No estudo Floating Hotels, divulgado este mês, a T&E conclui que uma noite passada num cruzeiro é tributada, em média, 40% menos do que uma noite num hotel, apesar dos “elevados custos ambientais” e da contribuição para a “pressão sobre as infraestruturas” e para o fenómeno de overtourism. Segundo a organização, esta diferença resulta do facto de os cruzeiros beneficiarem de um enquadramento fiscal associado ao transporte marítimo.
A análise compara hotéis com uma tarifa de 100 euros por noite em França, Itália e Espanha com cruzeiros de preço semelhante. Segundo o estudo, os hóspedes de hotéis pagam, em média, o equivalente a 23% do preço da estadia em impostos, enquanto os passageiros de cruzeiros suportam uma carga fiscal média de 12%.
Para a T&E, esta diferença explica-se pelo facto de os cruzeiros serem legalmente classificados como transporte marítimo. “Estamos a tratar hotéis flutuantes como se fossem infraestruturas marítimas essenciais”, afirma Fanny Pointet, responsável pelo transporte marítimo da organização. Citada no estudo, acrescenta que “os cruzeiros não são um meio de transporte, mas o próprio destino”, defendendo que continuam a beneficiar “das mesmas vantagens” atribuídas ao transporte de mercadorias.

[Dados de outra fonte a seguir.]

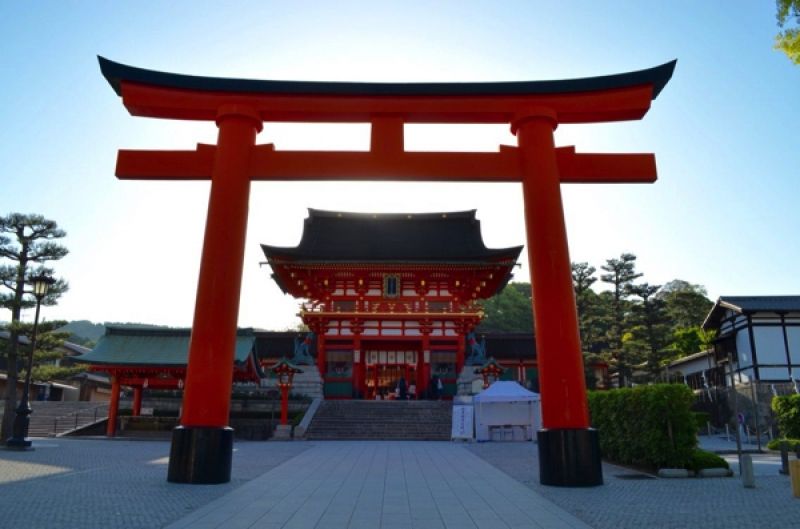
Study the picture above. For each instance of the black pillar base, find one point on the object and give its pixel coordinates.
(17, 444)
(200, 455)
(570, 457)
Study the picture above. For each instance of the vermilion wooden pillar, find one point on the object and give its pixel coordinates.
(113, 407)
(202, 446)
(137, 401)
(569, 450)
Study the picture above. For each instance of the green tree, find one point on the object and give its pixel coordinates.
(593, 309)
(650, 330)
(27, 242)
(788, 40)
(687, 304)
(49, 351)
(621, 273)
(509, 310)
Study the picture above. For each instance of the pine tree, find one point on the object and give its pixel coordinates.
(650, 329)
(621, 275)
(27, 241)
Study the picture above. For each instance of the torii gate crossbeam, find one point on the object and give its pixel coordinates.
(202, 445)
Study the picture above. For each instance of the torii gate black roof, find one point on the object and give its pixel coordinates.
(331, 236)
(115, 73)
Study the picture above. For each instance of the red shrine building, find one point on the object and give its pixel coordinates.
(390, 295)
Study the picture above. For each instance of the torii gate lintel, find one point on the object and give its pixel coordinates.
(202, 445)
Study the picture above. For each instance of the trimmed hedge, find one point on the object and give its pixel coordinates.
(703, 459)
(787, 413)
(651, 426)
(775, 444)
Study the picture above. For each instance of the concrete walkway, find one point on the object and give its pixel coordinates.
(386, 485)
(121, 484)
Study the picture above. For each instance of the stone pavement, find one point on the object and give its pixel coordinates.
(386, 485)
(109, 484)
(710, 503)
(94, 484)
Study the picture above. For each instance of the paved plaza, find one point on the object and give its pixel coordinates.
(68, 483)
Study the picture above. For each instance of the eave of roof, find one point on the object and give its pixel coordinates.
(116, 73)
(401, 238)
(143, 346)
(749, 305)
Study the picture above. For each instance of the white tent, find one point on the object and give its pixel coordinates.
(505, 411)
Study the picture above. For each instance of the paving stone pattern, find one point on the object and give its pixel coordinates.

Entre as propostas apresentadas, a organização defende a introdução de uma taxa de 15 euros por passageiro e por escala, estimando que a medida permitiria gerar cerca de 335 milhões de euros por ano em França, Itália e Espanha. Segundo a T&E, essas receitas poderiam ser utilizadas para “proteger ecossistemas costeiros”, financiar infraestruturas verdes, como sistemas de fornecimento de energia elétrica em terra para os navios, ou reforçar os orçamentos nacionais.
Embora considere que a taxa seria um passo importante, a organização sublinha que esta “deve ser encarada como parte de um quadro regulamentar mais amplo”. Nesse sentido, defende igualmente o reforço das regras europeias sobre combustíveis marítimos sustentáveis, metas de eficiência energética mais exigentes, a possibilidade de limitar o número de escalas em alguns destinos e o alinhamento do IVA aplicado aos cruzeiros com o da hotelaria.